The first problem I see is that Rust stack walking isn't getting past the first three frames. Maybe this is a regression from "Bug 1447116 - Update rust builders to 1.25"?

The second problem is that the crash stats signature should go past the first frame. I'm not sure what Rust OOM signatures looked like before so I can't tell if that's a regression or not. Ideally, we'd have one frame that would indicate that it is an OOM, and then a frame from the place that is actually causing the OOM.

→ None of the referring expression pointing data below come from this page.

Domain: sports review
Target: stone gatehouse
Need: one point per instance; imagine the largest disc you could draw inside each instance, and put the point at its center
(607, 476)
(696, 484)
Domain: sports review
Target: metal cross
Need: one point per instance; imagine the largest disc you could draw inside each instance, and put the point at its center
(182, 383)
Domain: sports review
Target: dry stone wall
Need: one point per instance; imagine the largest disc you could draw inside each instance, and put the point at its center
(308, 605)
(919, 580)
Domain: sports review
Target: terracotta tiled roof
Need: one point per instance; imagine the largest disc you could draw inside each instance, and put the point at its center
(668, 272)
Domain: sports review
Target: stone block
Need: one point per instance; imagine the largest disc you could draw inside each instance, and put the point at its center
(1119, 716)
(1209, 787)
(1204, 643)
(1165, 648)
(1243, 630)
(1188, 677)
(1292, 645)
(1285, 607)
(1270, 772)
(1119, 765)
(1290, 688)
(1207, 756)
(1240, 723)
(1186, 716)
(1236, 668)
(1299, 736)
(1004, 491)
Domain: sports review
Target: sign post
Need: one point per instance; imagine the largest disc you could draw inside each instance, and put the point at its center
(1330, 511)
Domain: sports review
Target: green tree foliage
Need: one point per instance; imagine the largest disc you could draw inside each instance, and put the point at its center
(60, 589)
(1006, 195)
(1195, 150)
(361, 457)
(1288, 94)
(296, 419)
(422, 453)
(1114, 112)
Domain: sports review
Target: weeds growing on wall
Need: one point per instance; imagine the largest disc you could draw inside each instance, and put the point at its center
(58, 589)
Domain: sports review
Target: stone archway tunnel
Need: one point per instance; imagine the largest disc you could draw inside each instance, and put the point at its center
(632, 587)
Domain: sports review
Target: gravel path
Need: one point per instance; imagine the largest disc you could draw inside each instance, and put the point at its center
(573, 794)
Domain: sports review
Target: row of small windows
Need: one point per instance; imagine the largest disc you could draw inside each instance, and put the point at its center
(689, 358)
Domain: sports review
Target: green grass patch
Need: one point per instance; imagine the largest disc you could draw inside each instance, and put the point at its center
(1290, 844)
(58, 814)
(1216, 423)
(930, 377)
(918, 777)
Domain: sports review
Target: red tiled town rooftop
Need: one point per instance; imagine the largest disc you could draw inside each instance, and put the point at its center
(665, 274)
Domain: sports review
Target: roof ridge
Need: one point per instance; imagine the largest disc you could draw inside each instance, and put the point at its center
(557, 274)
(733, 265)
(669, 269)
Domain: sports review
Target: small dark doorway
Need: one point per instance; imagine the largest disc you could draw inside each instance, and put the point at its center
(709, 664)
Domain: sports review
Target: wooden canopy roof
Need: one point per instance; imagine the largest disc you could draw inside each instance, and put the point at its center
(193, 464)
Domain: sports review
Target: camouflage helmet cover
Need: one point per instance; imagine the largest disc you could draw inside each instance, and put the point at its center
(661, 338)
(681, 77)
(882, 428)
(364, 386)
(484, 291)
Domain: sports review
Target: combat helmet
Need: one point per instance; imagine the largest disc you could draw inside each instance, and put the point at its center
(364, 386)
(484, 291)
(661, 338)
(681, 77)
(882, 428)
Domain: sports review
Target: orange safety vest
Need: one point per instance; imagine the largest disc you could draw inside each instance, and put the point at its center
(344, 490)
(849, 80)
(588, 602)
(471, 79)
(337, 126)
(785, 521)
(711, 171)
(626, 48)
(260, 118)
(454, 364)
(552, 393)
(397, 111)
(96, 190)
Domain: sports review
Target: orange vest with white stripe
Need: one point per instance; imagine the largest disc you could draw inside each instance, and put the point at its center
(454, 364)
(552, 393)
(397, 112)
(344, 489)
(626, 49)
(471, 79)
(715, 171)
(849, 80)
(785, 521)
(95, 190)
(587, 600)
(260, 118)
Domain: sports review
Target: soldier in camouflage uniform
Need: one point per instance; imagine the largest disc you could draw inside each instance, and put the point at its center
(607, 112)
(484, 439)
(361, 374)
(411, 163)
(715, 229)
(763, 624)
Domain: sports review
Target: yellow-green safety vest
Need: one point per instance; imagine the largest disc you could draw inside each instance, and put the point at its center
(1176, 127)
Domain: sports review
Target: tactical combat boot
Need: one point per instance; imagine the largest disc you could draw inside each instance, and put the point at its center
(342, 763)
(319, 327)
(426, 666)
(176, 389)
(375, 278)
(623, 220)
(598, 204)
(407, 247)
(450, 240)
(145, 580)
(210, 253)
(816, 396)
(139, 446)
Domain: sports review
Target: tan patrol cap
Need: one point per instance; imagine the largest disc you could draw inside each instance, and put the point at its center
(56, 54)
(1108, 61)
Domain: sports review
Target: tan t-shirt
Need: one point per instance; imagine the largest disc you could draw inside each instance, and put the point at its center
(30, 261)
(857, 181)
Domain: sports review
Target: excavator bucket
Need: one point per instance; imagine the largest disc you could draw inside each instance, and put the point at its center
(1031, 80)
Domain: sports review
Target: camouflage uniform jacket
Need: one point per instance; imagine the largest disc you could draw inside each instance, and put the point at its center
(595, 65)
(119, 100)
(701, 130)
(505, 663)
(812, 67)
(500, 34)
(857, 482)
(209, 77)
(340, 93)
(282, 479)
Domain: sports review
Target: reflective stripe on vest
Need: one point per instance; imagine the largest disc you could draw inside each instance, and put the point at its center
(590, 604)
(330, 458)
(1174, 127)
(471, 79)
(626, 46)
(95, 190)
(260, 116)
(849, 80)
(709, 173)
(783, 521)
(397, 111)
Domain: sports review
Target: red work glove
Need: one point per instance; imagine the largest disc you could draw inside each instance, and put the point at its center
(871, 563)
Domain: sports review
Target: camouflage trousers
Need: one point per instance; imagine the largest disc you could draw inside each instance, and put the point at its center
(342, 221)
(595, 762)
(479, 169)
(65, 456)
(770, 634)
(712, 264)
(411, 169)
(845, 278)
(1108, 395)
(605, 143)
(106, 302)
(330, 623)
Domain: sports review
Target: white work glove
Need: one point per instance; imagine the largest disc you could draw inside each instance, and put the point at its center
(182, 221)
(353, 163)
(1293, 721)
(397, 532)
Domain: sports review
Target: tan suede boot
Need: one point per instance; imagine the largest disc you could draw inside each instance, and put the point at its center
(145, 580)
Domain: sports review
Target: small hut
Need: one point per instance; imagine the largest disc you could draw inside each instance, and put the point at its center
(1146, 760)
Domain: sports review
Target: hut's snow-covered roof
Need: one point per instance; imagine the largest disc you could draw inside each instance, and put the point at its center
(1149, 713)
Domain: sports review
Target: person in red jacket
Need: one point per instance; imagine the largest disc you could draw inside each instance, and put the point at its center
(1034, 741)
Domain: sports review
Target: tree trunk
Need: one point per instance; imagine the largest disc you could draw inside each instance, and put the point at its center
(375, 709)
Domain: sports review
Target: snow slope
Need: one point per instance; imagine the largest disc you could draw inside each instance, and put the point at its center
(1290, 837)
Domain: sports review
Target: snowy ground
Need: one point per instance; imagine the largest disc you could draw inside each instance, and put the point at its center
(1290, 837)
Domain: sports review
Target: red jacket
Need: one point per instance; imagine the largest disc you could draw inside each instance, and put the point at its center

The third issue then is that we're hitting an OOM in some places. I don't know if these are, separately, enough of an issue to warrant attention. Looking through the proto signatures for reports that actually have useful information after the junk xul.dll frame, I see some crashes that are OOMing in Servo media query list code like this:
  bp-d3ddd86f-76ea-4f5f-a214-f15880180421

For some of the signatures where there are no extra frames, a lot of them seem to be on the MediaPlayback thread, so I assume that the Rust media parser thing is involved somehow.
Nathan, do you know who would look into Rust stack traces not working right? Possibly as a regression from a Rust upgrade. Thanks.
Blocks: 1447116
Flags: needinfo?(nfroyd)
Unfortunately the Rust code is not nice enough to tell us what the OOM amount might be...but the crash dump says our smallest contiguous VM block is < 2MB, so that's an issue no matter what size we're trying to allocate.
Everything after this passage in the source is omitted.